Re: [RFC PATCH 0/9] CXL 2.0 Support

From: Chris Browy
Date: Sun Dec 06 2020 - 23:43:04 EST


Hi Ben,


>On Dec 4, 2020, at 1:12 PM, Ben Widawsky <mailto:ben.widawsky@xxxxxxxxx> wrote:
>
>Hi Chris.
>
>On 20-12-04 12:40:03, Chris Browy wrote:
>
>Hi Ben,
>
>Trying to bring up the environment using the latest developments as follows:
>
>1. Linux kernel baseline version is cloned using
> git clone git://git.kernel.org/pub/scm/linux/kernel/git/stable/linux.git
> Using master branch. Merged the 9 CXL linux kernel patches manually and built kernel
>
>2. QEMU baseline version is cloned using
> git clone https://gitlab.com/bwidawsk/qemu.git
>
>3. UEFI baseline is cloned using
> git clone https://github.com/tianocore/edk2.git
> Using master and built
>
>4. Now can run qemu as follows:
> The qcow2 we use is based on Ubuntu 20.10 with updated with kernel from 1) above
>
> QEMU command:
>
> sudo qemu-system-x86_64 -nic \
> user,hostfwd=tcp::2222-:22,hostfwd=tcp::1234-:1234 -machine \
> type=pc-q35-4.0,hmat=on,accel=kvm -enable-kvm -cpu host -smp \
> 6,cores=6,threads=1,sockets=1 -m 8G -boot order=d -k 'en-us' -vga virtio \
> -drive file=/home/chris/Downloads/AQCXL/ubuntu_20.qcow,format=qcow2 -drive \
> if=pflash,format=raw,readonly,file=/home/chris/OVMF_CODE.fd \
> -drive if=pflash,format=raw,file=/home/chris/OVMF_VARS.fd \
> -object memory-backend-file,id=cxl-mem1,share,mem-path=/tmp/cxl-test/cxl,size=512M \
> -device pxb-cxl,id=cxl.0,bus=pcie.0,bus_nr=52,uid=0,len-window-base=1,\
> window-base[0]=0x4c0000000,memdev[0]=cxl-mem1 \
> -device cxl-rp,id=rp0,bus=cxl.0,addr=0.0,chassis=0,slot=0 \
> -device cxl-type3,bus=rp0,memdev=cxl-mem1,id=cxl-pmem0,size=256M 2>&1 | tee -a \
> /home/chris/Downloads/AQCXL/log/qemu.log
>
> The qemu options are derived from looking at the tests/qtests/cxl-test.c
> along with the -hmat=on which seemed to make sense.
>
> The system boots and lspci -vvv shows the CXL device is enumerated.

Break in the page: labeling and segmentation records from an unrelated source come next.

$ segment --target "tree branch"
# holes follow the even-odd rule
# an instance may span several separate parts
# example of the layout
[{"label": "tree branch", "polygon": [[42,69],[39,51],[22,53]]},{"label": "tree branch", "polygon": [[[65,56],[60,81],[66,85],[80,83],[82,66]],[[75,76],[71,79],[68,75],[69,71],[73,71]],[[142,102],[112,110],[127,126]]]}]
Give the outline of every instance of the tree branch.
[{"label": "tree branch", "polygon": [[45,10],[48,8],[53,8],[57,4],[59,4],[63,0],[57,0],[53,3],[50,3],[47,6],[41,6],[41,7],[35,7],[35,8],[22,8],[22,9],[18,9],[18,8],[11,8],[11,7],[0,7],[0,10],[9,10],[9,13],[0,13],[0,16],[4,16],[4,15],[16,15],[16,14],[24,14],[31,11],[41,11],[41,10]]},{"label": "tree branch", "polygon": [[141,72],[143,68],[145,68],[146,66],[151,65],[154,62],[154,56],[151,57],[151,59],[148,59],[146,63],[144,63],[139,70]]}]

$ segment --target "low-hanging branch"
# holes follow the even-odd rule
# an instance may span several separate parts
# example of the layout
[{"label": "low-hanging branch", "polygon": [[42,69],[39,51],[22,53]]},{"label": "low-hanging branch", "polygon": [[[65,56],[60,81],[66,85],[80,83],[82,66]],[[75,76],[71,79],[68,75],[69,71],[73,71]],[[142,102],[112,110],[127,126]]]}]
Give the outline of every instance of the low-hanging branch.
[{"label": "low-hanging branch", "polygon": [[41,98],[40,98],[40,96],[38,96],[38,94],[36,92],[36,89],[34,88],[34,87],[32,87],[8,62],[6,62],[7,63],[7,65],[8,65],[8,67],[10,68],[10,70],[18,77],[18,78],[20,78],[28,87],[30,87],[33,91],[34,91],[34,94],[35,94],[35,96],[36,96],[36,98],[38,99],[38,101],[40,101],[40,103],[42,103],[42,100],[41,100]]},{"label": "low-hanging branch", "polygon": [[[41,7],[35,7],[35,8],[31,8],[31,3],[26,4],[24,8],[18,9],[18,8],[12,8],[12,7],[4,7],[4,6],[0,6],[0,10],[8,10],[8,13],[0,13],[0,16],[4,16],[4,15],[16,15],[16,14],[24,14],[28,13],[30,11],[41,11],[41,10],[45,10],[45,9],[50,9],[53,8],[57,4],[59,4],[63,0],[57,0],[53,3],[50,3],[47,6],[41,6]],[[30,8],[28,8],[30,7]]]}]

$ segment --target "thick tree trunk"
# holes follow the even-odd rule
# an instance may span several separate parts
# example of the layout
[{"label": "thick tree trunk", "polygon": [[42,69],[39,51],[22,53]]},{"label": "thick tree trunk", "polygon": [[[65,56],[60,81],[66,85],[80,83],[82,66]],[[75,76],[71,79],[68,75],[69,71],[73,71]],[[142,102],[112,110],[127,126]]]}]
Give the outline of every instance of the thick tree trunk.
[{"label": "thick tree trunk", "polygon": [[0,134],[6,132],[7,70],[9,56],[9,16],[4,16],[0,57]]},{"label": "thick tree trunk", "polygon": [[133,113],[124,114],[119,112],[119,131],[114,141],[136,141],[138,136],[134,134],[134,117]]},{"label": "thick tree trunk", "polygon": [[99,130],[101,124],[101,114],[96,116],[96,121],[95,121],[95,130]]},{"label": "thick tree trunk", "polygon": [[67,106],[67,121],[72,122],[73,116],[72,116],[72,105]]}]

But
> no DOE capability register for CDAT access though (see below). Otherwise the
> DVSEC registers are present.
>
>DOE is not supported yet in either Linux or QEMU. For us, CDAT isn't a high
>priority yet so it likely won't be done for a while. I'd really like to see DOE
>support added by someone - not me - so that we can wire it up. Not sure what
>that would look like in the QEMU side.
>
>
>
> acpidump indicates the CXL0 and CXLM devices but no SRAT or HMAT tables are
> in the dump which is curious.
>
>I don't typically use HMAT, but I do have an SRAT in mine, so that's strange.
>You should also have a CEDT.
>
Could you provide the QEMU command line? I was not successful adding numa node for cxl-mem1
and RAM. Leaving out numa node for cxl-mem1 I can now see SRAT table being created but that’s
not exactly the point.

Are you using UEFI or legacy BIOS to boot?

Reproducing a known working environment is better for now and then deviate for trying new
configurations.

>
>
>35:00.0 Memory controller [0502]: Intel Corporation Device 0d93 (rev 01) (prog-if 10)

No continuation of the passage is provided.